An ambitious proposal to ask Chicago voters to approve a tax increase on the sale of high-end real estate to fight homelessness has hit a snag before it even gets started.
The snag is Ald. Edward M. Burke.
The veteran 14th Ward alderman, City Council Finance chairman and real estate tax lawyer has not publicly taken a position on the proposal, which will be formally introduced at Wednesday’s City Council meeting.
But without Burke’s cooperation, the proposal could be headed for a quick burial.
The Chicago Coalition for the Homeless and other groups operating as the Bring Chicago Home campaign revealed plans last week to seek a 160 percent increase in the real estate transfer tax on properties valued at more than $1 million to pay for housing programs.
Under state law, any increase in the transfer tax must be approved by referendum.
The problem arises from the tight procedural timeline involved in putting such a question before Chicago voters for the Feb. 26 city election.
To hold a referendum in February, supporters of the measure first need the City Council to vote by Dec. 9 to put it on the ballot.
And before the City Council can vote on the proposal, a public hearing must be held.
Before a public hearing can be held, the city must give 10 days public notice.
When you back that out on a calendar, supporters say that means they must hold the public hearing as part of an already scheduled Finance Committee meeting on Nov. 13, which would require publishing a legal notice in the newspaper by this Saturday, Nov. 3.

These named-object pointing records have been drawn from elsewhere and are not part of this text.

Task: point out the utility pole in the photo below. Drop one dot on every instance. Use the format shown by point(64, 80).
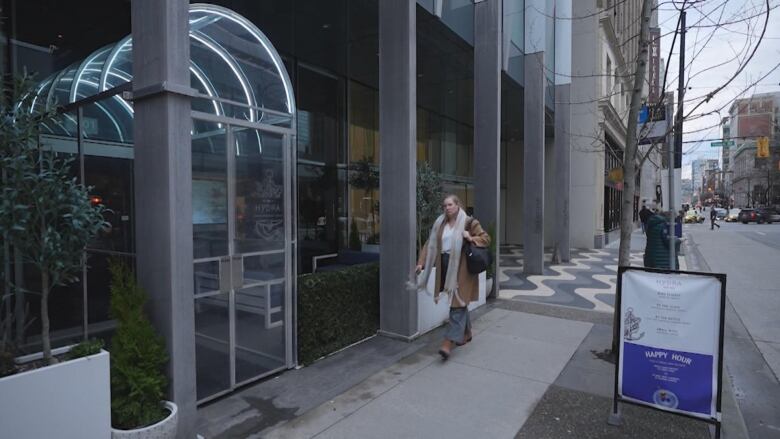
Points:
point(677, 149)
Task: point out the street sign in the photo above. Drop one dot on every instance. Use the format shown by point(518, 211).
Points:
point(670, 350)
point(762, 147)
point(723, 143)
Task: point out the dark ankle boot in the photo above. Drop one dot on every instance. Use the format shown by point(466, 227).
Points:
point(445, 349)
point(466, 338)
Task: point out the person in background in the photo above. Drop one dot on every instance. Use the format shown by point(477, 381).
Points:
point(443, 251)
point(657, 246)
point(713, 217)
point(644, 214)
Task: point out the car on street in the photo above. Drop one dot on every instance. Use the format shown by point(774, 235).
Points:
point(693, 217)
point(759, 215)
point(732, 215)
point(769, 215)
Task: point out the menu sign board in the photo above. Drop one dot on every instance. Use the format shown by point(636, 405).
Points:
point(671, 341)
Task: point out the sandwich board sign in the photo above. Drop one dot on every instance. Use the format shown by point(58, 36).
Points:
point(670, 353)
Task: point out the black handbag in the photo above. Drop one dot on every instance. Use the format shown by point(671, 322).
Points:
point(478, 259)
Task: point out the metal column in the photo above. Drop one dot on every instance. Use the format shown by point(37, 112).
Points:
point(487, 116)
point(397, 169)
point(163, 191)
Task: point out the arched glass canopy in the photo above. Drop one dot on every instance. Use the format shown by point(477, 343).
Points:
point(234, 70)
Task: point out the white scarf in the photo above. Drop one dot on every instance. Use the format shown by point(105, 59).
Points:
point(451, 282)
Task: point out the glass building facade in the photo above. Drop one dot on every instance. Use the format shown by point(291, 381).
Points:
point(81, 53)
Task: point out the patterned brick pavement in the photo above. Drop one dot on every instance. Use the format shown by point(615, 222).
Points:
point(587, 282)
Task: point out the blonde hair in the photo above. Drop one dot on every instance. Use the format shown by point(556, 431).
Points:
point(454, 199)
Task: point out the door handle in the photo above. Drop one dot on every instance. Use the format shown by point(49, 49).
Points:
point(237, 272)
point(224, 275)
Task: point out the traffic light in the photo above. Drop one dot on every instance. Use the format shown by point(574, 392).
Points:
point(762, 147)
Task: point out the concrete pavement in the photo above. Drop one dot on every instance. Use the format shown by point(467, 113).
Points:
point(487, 388)
point(534, 370)
point(749, 255)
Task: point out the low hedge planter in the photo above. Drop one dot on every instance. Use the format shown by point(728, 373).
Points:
point(165, 429)
point(336, 309)
point(71, 399)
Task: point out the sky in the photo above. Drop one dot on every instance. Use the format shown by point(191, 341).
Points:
point(708, 46)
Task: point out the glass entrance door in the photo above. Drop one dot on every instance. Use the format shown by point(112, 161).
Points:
point(241, 229)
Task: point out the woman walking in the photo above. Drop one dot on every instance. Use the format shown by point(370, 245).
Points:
point(443, 250)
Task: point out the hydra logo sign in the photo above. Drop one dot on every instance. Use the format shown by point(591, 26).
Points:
point(670, 355)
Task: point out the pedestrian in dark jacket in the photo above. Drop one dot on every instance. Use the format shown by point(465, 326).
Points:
point(657, 247)
point(644, 214)
point(713, 217)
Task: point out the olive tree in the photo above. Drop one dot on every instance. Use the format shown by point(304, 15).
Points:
point(45, 214)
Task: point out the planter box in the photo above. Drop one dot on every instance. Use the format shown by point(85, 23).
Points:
point(431, 315)
point(369, 248)
point(71, 399)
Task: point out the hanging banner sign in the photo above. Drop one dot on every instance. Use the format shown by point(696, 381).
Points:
point(652, 124)
point(671, 341)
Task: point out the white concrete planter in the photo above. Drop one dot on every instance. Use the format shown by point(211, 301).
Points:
point(431, 315)
point(165, 429)
point(71, 399)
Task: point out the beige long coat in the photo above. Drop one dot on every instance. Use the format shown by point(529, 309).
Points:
point(468, 284)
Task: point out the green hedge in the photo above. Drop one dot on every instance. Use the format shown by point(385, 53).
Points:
point(336, 309)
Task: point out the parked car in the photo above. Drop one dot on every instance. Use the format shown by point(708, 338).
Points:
point(759, 215)
point(768, 215)
point(693, 217)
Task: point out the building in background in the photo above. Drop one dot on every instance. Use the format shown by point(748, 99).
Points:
point(325, 60)
point(698, 170)
point(686, 191)
point(755, 178)
point(604, 48)
point(651, 171)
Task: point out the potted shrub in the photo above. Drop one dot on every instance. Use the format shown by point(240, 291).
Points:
point(46, 221)
point(139, 358)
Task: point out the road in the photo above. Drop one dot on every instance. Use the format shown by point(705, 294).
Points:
point(749, 254)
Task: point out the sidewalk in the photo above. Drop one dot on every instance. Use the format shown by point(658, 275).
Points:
point(534, 370)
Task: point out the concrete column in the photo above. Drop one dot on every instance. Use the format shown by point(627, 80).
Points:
point(487, 115)
point(562, 152)
point(397, 166)
point(533, 138)
point(163, 187)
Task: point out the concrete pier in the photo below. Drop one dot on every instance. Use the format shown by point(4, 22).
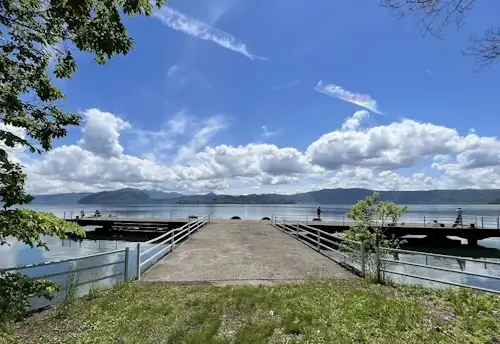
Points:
point(242, 252)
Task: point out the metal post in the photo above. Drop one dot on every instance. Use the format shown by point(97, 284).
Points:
point(138, 262)
point(125, 268)
point(377, 263)
point(363, 259)
point(172, 237)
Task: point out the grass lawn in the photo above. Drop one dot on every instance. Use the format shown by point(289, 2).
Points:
point(326, 311)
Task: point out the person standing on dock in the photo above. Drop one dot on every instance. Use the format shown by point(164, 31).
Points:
point(318, 212)
point(458, 221)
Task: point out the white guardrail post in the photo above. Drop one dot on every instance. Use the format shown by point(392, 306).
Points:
point(138, 262)
point(126, 264)
point(363, 259)
point(378, 263)
point(319, 240)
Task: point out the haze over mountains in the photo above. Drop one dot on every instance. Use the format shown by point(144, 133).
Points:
point(325, 196)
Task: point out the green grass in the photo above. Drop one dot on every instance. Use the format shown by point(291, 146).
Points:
point(327, 311)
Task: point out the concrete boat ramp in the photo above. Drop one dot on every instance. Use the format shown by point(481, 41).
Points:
point(242, 252)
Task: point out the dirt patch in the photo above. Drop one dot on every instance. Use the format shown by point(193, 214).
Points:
point(439, 313)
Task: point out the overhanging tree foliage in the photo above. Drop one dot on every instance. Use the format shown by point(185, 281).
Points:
point(435, 15)
point(37, 38)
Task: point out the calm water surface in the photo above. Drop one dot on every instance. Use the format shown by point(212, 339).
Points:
point(19, 254)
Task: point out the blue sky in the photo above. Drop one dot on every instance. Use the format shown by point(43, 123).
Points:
point(234, 73)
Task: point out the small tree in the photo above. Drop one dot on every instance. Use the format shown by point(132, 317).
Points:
point(371, 220)
point(37, 37)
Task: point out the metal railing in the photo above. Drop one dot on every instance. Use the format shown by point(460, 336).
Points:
point(425, 221)
point(80, 273)
point(84, 272)
point(167, 244)
point(386, 263)
point(169, 216)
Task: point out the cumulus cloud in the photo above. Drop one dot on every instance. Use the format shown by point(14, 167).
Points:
point(267, 133)
point(350, 156)
point(338, 92)
point(199, 29)
point(101, 133)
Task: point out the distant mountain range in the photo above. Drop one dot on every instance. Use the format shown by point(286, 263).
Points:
point(325, 196)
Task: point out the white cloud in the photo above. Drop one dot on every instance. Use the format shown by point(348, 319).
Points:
point(338, 92)
point(101, 133)
point(267, 133)
point(196, 28)
point(350, 156)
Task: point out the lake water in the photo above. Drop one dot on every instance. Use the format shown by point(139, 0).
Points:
point(19, 254)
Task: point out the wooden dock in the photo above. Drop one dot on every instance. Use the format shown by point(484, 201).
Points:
point(242, 252)
point(113, 225)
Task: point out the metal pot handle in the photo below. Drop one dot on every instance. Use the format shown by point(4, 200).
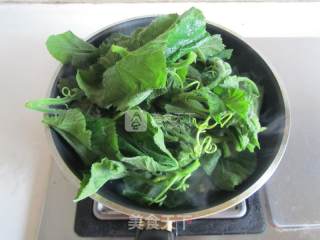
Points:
point(161, 231)
point(154, 234)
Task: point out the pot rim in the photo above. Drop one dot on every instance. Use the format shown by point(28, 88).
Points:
point(198, 213)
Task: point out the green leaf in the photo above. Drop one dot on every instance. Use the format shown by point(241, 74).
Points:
point(72, 122)
point(138, 72)
point(212, 46)
point(209, 161)
point(182, 38)
point(104, 137)
point(100, 173)
point(68, 48)
point(237, 101)
point(146, 163)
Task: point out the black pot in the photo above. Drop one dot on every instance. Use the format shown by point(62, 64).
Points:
point(274, 115)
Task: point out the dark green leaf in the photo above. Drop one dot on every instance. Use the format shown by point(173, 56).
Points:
point(68, 48)
point(100, 173)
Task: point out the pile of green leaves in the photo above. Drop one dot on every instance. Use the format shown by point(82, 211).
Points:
point(198, 114)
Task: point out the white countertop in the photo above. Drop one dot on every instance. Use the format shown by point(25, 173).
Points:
point(26, 70)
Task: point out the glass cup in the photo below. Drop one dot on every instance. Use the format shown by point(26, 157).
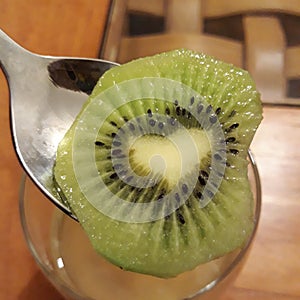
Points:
point(64, 254)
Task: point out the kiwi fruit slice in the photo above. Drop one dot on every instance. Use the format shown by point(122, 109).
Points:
point(155, 165)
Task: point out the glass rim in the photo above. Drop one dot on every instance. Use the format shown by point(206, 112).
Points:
point(58, 283)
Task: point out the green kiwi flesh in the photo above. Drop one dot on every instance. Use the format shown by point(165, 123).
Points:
point(191, 234)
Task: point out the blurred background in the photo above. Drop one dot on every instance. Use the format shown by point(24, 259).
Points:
point(261, 36)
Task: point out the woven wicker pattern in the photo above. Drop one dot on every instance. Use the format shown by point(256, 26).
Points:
point(262, 36)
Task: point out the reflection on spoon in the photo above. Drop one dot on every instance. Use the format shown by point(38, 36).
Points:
point(46, 94)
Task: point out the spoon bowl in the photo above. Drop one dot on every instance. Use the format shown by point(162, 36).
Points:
point(46, 94)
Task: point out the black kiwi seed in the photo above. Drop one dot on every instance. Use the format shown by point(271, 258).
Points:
point(209, 193)
point(180, 218)
point(123, 172)
point(128, 179)
point(160, 196)
point(98, 143)
point(208, 109)
point(199, 195)
point(152, 123)
point(204, 174)
point(172, 121)
point(118, 166)
point(117, 143)
point(234, 125)
point(113, 176)
point(113, 123)
point(232, 114)
point(199, 108)
point(234, 151)
point(201, 180)
point(230, 140)
point(131, 127)
point(116, 152)
point(217, 156)
point(213, 119)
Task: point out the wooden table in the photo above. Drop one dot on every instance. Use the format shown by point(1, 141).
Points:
point(75, 28)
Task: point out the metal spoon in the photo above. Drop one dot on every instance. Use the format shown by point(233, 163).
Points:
point(46, 93)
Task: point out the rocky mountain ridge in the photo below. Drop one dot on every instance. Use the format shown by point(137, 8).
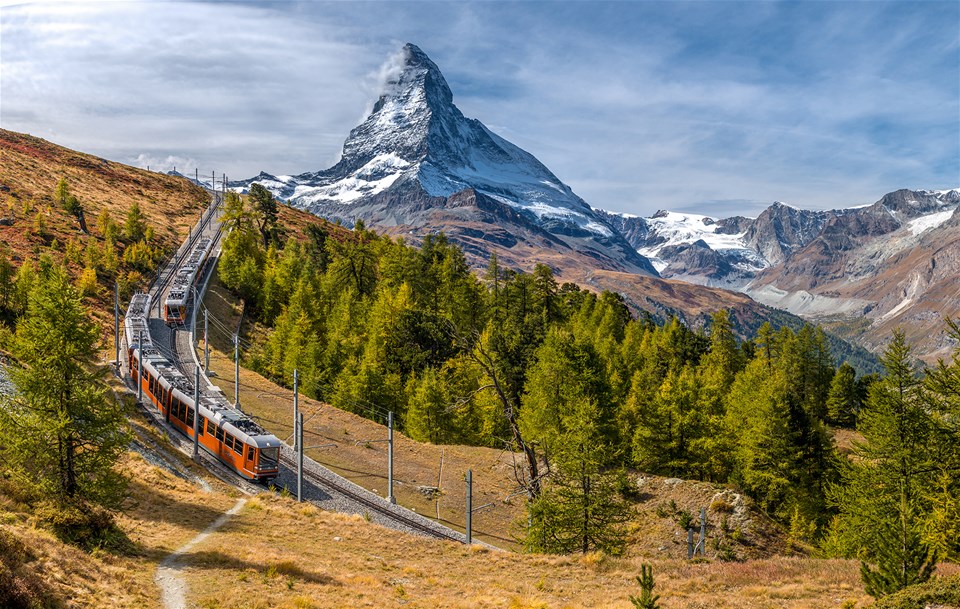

That would allow the measure to be approved by the full City Council Nov. 14, the last scheduled Council meeting before the deadline for submitting referendums.
“Time is of the essence,” said Ald. Proco Joe Moreno (1st), one of the sponsors.
And that’s where Burke comes in.
To date, Burke has given no indication he intends to put the homeless tax referendum on his committee agenda for that date.
“After countless phone calls, emails, and requests to meet with him and his staff over the last three weeks, and given the fact that we are now two days from a deadline that he must act on to keep this moving, I can only conclude that he has decided to put the brakes on our effort,” said Julie Dworkin, policy director for the Chicago Coalition for the Homeless.
Seems like a logical conclusion.
To circumvent the problem, the city Law Department went ahead Tuesday and authorized publication of a legal notice scheduling a public hearing for Nov. 13 without specifying which committee will host the hearing.
Moreno said proponents may try to send the measure to the Housing Committee, where the chairman, Ald. Joe Moore (49th), is a supporter, to avoid the Finance Committee.
But that still won’t solve the problem if Burke objects and throws the proposal into procedural limbo.
Burke did not respond to requests Tuesday for an interview.
The alderman is expected to face a serious re-election challenge next year from a progressive Hispanic candidate in a ward now dominated by Hispanic voters. Supporters of the homeless tax proposal say their polling indicates the idea is especially popular in the Latino community.
It’s not known if Burke is blocking the proposal entirely on his own or if he’s partly doing the bidding of other aldermen who might not want to vote on a tax hike proposal before the election. History suggests that if Burke wanted the item on his agenda, it would be there.
This is just one of the many small ways in which Burke uses his role as Finance chairman to exert influence.
Some 32 aldermen have agreed to sponsor the homeless tax proposal, including three who also have suggested using a transfer tax increase to pay for replacing lead water pipes. It probably can’t pay for both.
Bring Chicago Home had originally intended to seek a referendum in 2020, but moved up its plans when Mayor Rahm Emanuel announced he would not run for re-election. Emanuel also has taken no position on the homeless tax proposal.